なんでレストランとかはないんだろ…。そういえば、市場に来る途中でしっかりした構えのお店が並ぶ通りみたいなのがあったな…。ああいう所にあるのかな?


考えを巡らせていると、母さんが白パンを2つ持って戻ってきた。


「お昼まだだったでしょう?ちょうどいい屋台が出てたからルフレの好きなプレフリーサンド買っておいたわよ。」

手渡された白パンには大ぶりの唐揚げっぽいもの(プレフリーというらしい)が2つ挟まっていて、こい茶色のタレがかかっている。


おいしそう…。


母さんにならって、市場の少し開けたところにあるベンチに座り、白パンを包んでいる紙をそっとどけて、一口食べてみた。


んっ⁉何この美味しい食べ物は!たれをたっぷり吸いこんだプレフリーが味のついていない白パンとマッチして口の中が幸せ状態なんですけど!しかも、プレフリーのサクサク感、間に挟まっているレタスっぽい野菜のバランスがとてもいいっ!


感動しながら食べ進めていると、母さんが思い出したように買ったものを入れていたトートバックから何やら袋を取り出した。


「おまけってプレフリーの揚げかすを付けてくれてたんだわ。
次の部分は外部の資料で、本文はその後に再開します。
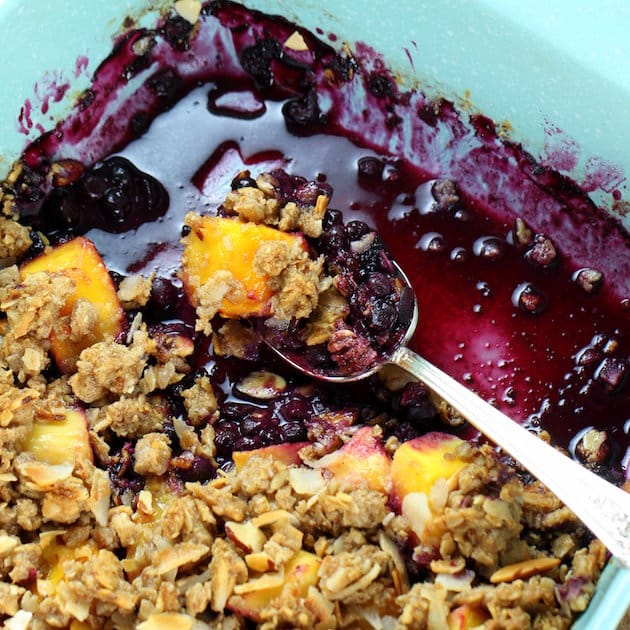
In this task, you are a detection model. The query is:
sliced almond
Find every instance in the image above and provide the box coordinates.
[88,468,112,527]
[0,534,20,558]
[245,551,276,573]
[156,542,210,575]
[234,572,284,595]
[225,521,267,553]
[289,467,326,496]
[174,0,201,24]
[435,570,475,593]
[490,558,560,584]
[402,492,432,539]
[284,31,309,52]
[378,532,409,594]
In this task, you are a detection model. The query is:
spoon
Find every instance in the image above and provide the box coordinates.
[262,261,630,567]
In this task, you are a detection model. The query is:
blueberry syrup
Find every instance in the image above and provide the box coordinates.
[7,2,630,479]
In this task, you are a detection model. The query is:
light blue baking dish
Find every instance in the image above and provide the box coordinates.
[0,0,630,630]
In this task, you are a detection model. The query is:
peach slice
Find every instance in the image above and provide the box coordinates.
[319,427,391,493]
[25,409,92,466]
[391,431,466,505]
[232,442,310,473]
[446,604,490,630]
[182,216,308,317]
[227,550,321,622]
[20,236,125,373]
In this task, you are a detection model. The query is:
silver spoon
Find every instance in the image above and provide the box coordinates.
[263,261,630,567]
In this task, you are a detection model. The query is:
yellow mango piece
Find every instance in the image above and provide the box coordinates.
[20,236,125,373]
[182,216,307,317]
[24,409,92,466]
[446,604,490,630]
[227,550,321,621]
[391,431,466,503]
[322,427,391,492]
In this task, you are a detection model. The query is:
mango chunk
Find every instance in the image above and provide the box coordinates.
[227,550,322,621]
[320,427,391,493]
[446,604,490,630]
[20,236,125,373]
[25,409,92,466]
[391,431,466,504]
[232,442,310,473]
[182,216,308,318]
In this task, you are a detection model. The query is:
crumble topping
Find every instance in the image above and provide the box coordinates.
[0,170,606,630]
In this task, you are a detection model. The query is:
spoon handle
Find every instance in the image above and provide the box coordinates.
[389,347,630,567]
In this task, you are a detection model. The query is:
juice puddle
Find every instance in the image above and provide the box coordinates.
[12,3,630,482]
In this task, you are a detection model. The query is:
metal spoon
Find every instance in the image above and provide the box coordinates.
[263,261,630,567]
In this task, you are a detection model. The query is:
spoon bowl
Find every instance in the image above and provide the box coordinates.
[262,261,630,567]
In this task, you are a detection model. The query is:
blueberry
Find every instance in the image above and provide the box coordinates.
[357,156,385,183]
[322,208,343,231]
[280,420,306,442]
[367,74,394,98]
[160,15,193,51]
[241,39,282,87]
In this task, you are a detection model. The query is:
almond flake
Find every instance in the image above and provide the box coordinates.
[289,467,326,496]
[174,0,201,24]
[156,542,210,575]
[378,532,409,593]
[0,534,20,558]
[490,558,560,584]
[284,31,309,52]
[245,551,276,573]
[225,521,267,553]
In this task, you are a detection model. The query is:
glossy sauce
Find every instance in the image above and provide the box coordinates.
[14,3,630,482]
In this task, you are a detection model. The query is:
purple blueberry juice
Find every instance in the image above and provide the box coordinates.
[9,2,630,482]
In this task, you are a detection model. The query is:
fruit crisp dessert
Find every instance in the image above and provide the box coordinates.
[0,2,630,630]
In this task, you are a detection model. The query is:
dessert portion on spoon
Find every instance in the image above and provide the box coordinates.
[182,171,630,566]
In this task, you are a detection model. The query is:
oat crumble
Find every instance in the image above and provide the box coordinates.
[0,169,606,630]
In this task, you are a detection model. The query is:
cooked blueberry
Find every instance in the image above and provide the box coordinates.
[241,39,282,87]
[595,357,628,392]
[357,156,385,183]
[282,90,323,135]
[368,74,394,98]
[473,236,506,262]
[525,234,558,269]
[512,282,547,315]
[160,15,193,51]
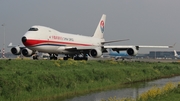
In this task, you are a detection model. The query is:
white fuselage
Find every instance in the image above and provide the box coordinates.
[23,26,105,54]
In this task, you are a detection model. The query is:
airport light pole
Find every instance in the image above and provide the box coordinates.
[2,24,5,58]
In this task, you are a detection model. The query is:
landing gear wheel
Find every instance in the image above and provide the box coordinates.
[49,54,58,60]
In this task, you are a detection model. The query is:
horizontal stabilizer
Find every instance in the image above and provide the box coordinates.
[101,39,129,44]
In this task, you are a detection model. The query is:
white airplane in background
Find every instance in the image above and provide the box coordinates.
[108,49,132,60]
[11,14,172,60]
[174,50,180,58]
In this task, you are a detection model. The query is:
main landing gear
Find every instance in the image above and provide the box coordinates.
[49,54,58,60]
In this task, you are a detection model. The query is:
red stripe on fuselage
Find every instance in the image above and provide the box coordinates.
[23,39,92,47]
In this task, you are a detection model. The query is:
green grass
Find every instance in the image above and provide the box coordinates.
[0,60,180,101]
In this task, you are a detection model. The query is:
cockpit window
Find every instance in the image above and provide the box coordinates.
[28,28,38,31]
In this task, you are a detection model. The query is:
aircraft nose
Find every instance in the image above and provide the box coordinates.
[21,36,27,43]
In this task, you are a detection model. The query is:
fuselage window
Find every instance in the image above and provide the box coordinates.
[28,28,38,31]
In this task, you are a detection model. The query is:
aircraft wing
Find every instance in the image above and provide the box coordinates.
[65,46,97,50]
[65,45,173,51]
[103,45,173,50]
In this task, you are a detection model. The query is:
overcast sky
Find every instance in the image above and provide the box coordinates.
[0,0,180,53]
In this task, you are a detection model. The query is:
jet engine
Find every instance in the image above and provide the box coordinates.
[22,48,35,57]
[89,48,102,58]
[127,47,138,56]
[11,46,21,55]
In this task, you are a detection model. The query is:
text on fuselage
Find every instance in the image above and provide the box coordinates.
[49,35,74,41]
これをちょっと振りかけると味が変わるんですって。」


ビニールの袋にたっぷり詰め込まれていたのはいかにもサクサクしていそうなプレフリーの揚げかすだった。母さんがパラパラと振りかけたのを見て、私も真似してみる。


あ、味が変わったぁ⁉サクサク感がめっちゃ増した!たれを吸い込んだプレフリーと揚げかすが混ざり合うことで、また別の不思議な味が生まれた!


おいしい、おいしい、と食べているうちにすっかり完食してしまった。


めっちゃおいしかった。なんかハンバーガーのパティが唐揚げになったよ版みたいな感じだった。プレフリーの揚げかす、まだいっぱい残ってそうだったから帰ったらちょっとそれ使って料理したいな。いいもの思いついたし。


おいしさに浸っていると、母さんがすくっと立ち上がって、


「さ、元気も出たしお肉を買いに行くわよ。今日は豚の解体の日だからいいお肉が手に入るわね。」


にっこりと笑顔でそう言い放った。

またおいしそうな食べ物が出てきましたよ…。書いた私が言うのもなんですが夜に読むにはおすすめしない話だなぁって思います。お腹すいちゃうので。